When working with the AWS SDK we make sure to use the WithContext methods. See the Context Pattern added to the AWS SDK for Go blog post to learn about more ways the context pattern helps us build our app.

Go Code – Xray SDK

Next we reach for the aws/aws-xray-go-sdk package. This gives us a way to generate segment data and send it to a local X-Ray daemon which will eventually forward traces to the X-Ray API.

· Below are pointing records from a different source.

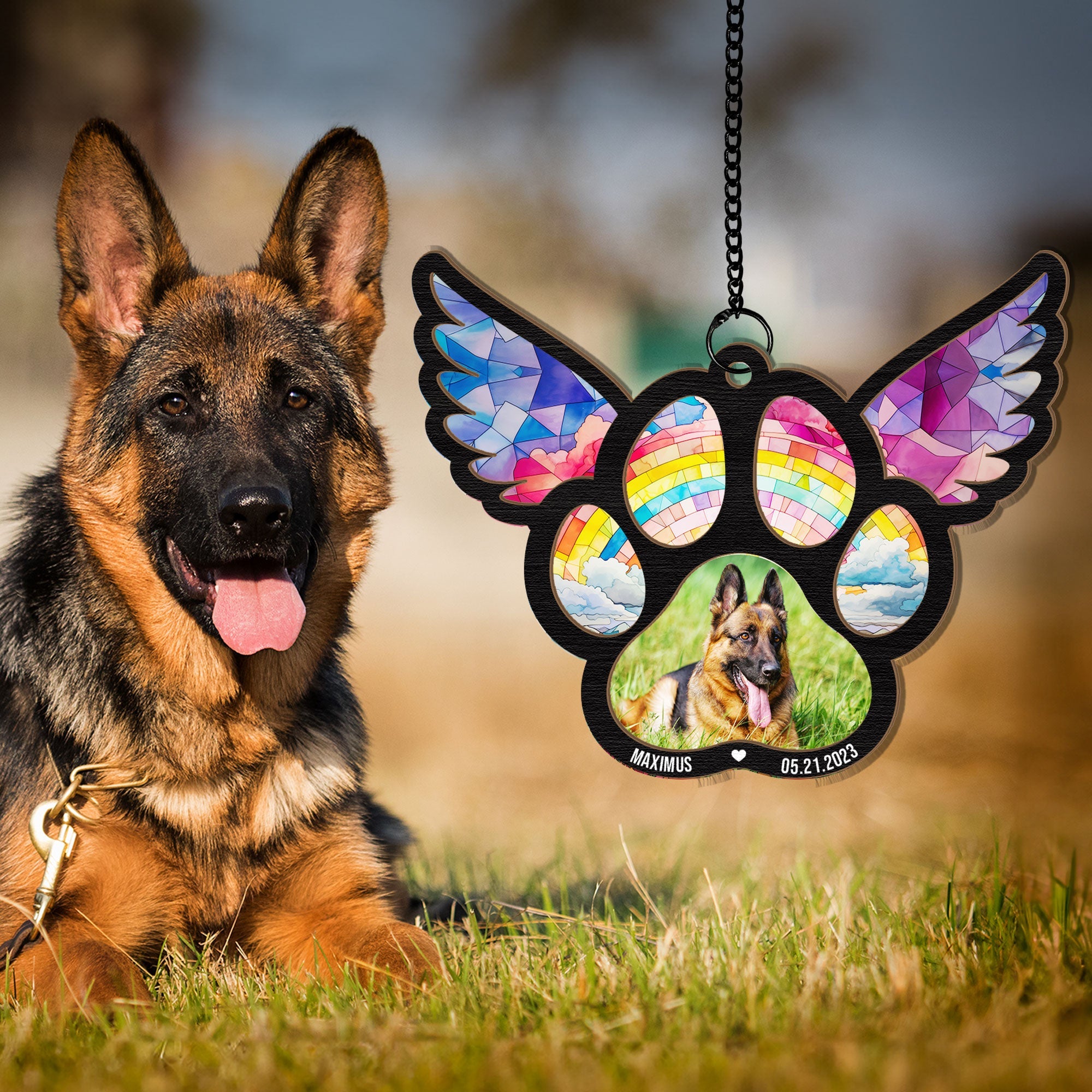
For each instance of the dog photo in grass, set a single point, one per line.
(720, 666)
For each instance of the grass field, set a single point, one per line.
(829, 974)
(834, 685)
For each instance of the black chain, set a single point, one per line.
(733, 187)
(733, 128)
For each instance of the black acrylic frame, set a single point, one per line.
(740, 528)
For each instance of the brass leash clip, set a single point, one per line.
(66, 813)
(54, 851)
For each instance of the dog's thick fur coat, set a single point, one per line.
(706, 702)
(255, 822)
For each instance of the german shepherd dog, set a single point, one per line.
(175, 602)
(743, 687)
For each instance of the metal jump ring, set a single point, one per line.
(735, 313)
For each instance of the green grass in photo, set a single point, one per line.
(691, 969)
(834, 689)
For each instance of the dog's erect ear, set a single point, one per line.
(731, 591)
(328, 241)
(118, 246)
(774, 596)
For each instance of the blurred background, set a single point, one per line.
(900, 161)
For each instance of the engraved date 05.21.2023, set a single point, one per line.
(816, 766)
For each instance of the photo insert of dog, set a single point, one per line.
(174, 604)
(719, 666)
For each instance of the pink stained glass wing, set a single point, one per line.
(535, 421)
(943, 421)
(804, 476)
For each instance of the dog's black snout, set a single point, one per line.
(255, 513)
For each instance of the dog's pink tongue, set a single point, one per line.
(257, 609)
(758, 705)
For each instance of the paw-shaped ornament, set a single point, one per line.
(714, 545)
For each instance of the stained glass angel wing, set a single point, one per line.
(531, 409)
(979, 387)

To start, the SDK lets us wrap the AWS SDK so that all AWS API calls are traced:

package gofaas

import (
	"github.com/aws/aws-sdk-go/aws/session"
	"github.com/aws/aws-sdk-go/service/dynamodb"
	"github.com/aws/aws-sdk-go/service/kms"
	"github.com/aws/aws-xray-sdk-go/xray"
)

func init() {
	xray.Configure(xray.Config{
		LogLevel: "info",
	})
}

// DynamoDB is an xray instrumented DynamoDB client
func DynamoDB() *dynamodb.DynamoDB {
	c := dynamodb.New(session.Must(session.NewSession()))
	xray.AWS(c.Client)
	return c
}

// KMS is an xray instrumented KMS client
func KMS() *kms.KMS {
	c := kms.New(session.Must(session.NewSession()))
	xray.AWS(c.Client)
	return c
}

From aws.go

We can also use the X-Ray SDK to trace external HTTP calls, SQL calls, or create any custom segments and subsegments. Refer to the X-Ray SDK for Go developer guide for more details.

Results

After we deploy the application and make some calls to the API or workers, we can browse to the X-Ray web console to view our traces:

X-Ray Service Map X-Ray Trace

The service map offers a overview of our app. We can see all of the calls to our functions and the AWS APIs they consume. Note that we’re seeing an error with SNS calls. It turns out IAM permissions are incorrect… Tracing is already helping us pinpoint problems and we haven’t added a single log.

The trace details offers a deep dive into a function call. We can see our function took 324ms, and spent 140ms on the KMS call and 200ms on the DynamoDB call. This waterfall view can help us optimize our functions, which can ultimately save us money.

These are powerful views into our functions with little change to the code and config.

Summary

When building an app with Go, Lambda and X-Ray we can:

  • See internal AWS service traces
  • Add traces of function AWS API calls
  • Add traces of function HTTP calls
  • Visualize function flow and errors

We don’t have to:

  • Change our Go code
  • Monkey patch the language internals
  • Manage trace collectors
  • Run trace servers

Go, tracing and X-Ray and make our app easier to write and observe.